Wheatley's literary talents quickly blossomed. By the age of 12, she was reading classical literature and writing poetry that captured the attention of Boston's elite. In 1773, she authored "Poems on Various Subjects, Religious and Moral"—the first book of poetry published by an African American woman.3 This work was a testament to her extraordinary talent and a profound statement on the intellectual capacities of African Americans, challenging the pervasive racist attitudes of her time.

Wheatley's literary works were intertwined with the revolutionary spirit of the era. Through her poetry, she articulated support for the American cause and lent her voice to the burgeoning movement for independence. Her poem "To His Excellency General Washington" (1776) lauded the leadership and valor of George Washington, earning her an invitation to meet the general himself.

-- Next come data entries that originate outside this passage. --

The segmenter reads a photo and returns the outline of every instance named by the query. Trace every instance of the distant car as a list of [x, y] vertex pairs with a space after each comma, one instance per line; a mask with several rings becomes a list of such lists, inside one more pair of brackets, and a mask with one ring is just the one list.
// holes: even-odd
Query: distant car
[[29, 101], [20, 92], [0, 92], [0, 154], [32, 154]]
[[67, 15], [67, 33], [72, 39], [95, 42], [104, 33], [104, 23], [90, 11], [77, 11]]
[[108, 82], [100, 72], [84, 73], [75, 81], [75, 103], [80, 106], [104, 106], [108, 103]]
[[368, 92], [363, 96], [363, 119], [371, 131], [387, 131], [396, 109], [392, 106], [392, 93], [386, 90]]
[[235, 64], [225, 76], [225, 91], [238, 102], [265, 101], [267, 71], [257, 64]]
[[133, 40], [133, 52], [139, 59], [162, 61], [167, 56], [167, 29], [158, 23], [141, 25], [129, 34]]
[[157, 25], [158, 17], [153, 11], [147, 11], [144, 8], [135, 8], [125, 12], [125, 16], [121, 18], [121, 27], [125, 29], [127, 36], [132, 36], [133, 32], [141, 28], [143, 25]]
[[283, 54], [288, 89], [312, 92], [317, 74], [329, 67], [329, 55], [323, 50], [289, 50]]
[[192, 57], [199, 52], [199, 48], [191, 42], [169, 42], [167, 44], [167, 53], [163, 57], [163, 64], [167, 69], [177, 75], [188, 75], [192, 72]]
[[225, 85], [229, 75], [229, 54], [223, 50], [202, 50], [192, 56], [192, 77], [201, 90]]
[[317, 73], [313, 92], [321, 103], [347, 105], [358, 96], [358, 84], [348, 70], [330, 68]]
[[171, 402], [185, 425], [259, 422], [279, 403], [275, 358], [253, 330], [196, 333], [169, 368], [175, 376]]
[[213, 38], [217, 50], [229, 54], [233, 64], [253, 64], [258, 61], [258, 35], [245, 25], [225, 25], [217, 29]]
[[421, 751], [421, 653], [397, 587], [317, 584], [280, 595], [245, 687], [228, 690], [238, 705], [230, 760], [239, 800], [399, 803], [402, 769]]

Wheatley used her platform to decry the institution of slavery, eloquently arguing for the application of revolutionary principles of freedom and equality to all individuals, regardless of race. Her writing exposed the glaring contradictions between the American fight for liberty and the continued practice of slavery. In poems such as "On Being Brought from Africa to America," Wheatley subtly yet powerfully critiqued the systemic racism of her time.

Wheatley's life and work exemplify the broader struggle for equality that paralleled the American Revolution. Her success as an African American woman in a predominantly white, male literary scene was itself a revolutionary act, challenging deeply entrenched social hierarchies.

Phillis Wheatley, a young African American woman, writing poetry in the late 1700s. Wheatley is shown sitting at a desk, quill in hand, with a look of thoughtful concentration on her face. The setting is a simple, candlelit room in Boston, with books and papers scattered on the desk.

10. Haym Salomon

Haym Salomon epitomizes the unsung hero whose significant contributions to the Revolutionary War were performed not on the battlefield, but through financial acumen and an unwavering commitment to the cause of American independence. Born in 1740 in Poland, Salomon moved to England and ultimately settled in New York, where his skill in finance and languages established him as a proficient financial broker.

As an active member of the Sons of Liberty, Salomon was deeply involved in the Patriot cause. His proficiency in languages such as German and French, along with his knowledge of European finance, made him an invaluable asset to the American revolutionaries. Salomon utilized his linguistic skills in espionage, serving as a translator for Hessian mercenaries while simultaneously dissuading them from supporting the British.

Salomon's most significant contributions came through his role in financing the revolution. Captured and imprisoned twice by the British, Salomon managed to escape and fled to Philadelphia, where he resumed his work as a financial broker. Recognizing the dire financial straits in which the Continental Army often found itself, Salomon employed his expertise to raise funds crucial to sustaining the revolutionary effort.

Salomon's financial strategies were pivotal at key moments during the war. His endeavors helped fund the final campaign leading to the British surrender at Yorktown, ensuring the Continental Army had the resources needed to seize victory.4 Despite his significant contributions, Salomon's efforts left him virtually penniless by the war's end. He had expended his personal fortune to keep the revolutionary cause afloat.

Salomon's dedication was acknowledged by notable figures such as George Washington, who relied on Salomon's financial ingenuity to overcome the monetary challenges of the revolution. Though Salomon did not live to see the long-term fruits of his labor, dying in 1785, his legacy endures through his substantial impact on the success of the American Revolution.

Haym Salomon, a Jewish immigrant, working as a financial broker to help fund the American Revolution in the late 1700s. Salomon is shown sitting at a desk, surrounded by papers and ledgers, with a look of concentration on his face. The setting is a busy office in Philadelphia, with other people visible in the background, representing the bustling nature of his work.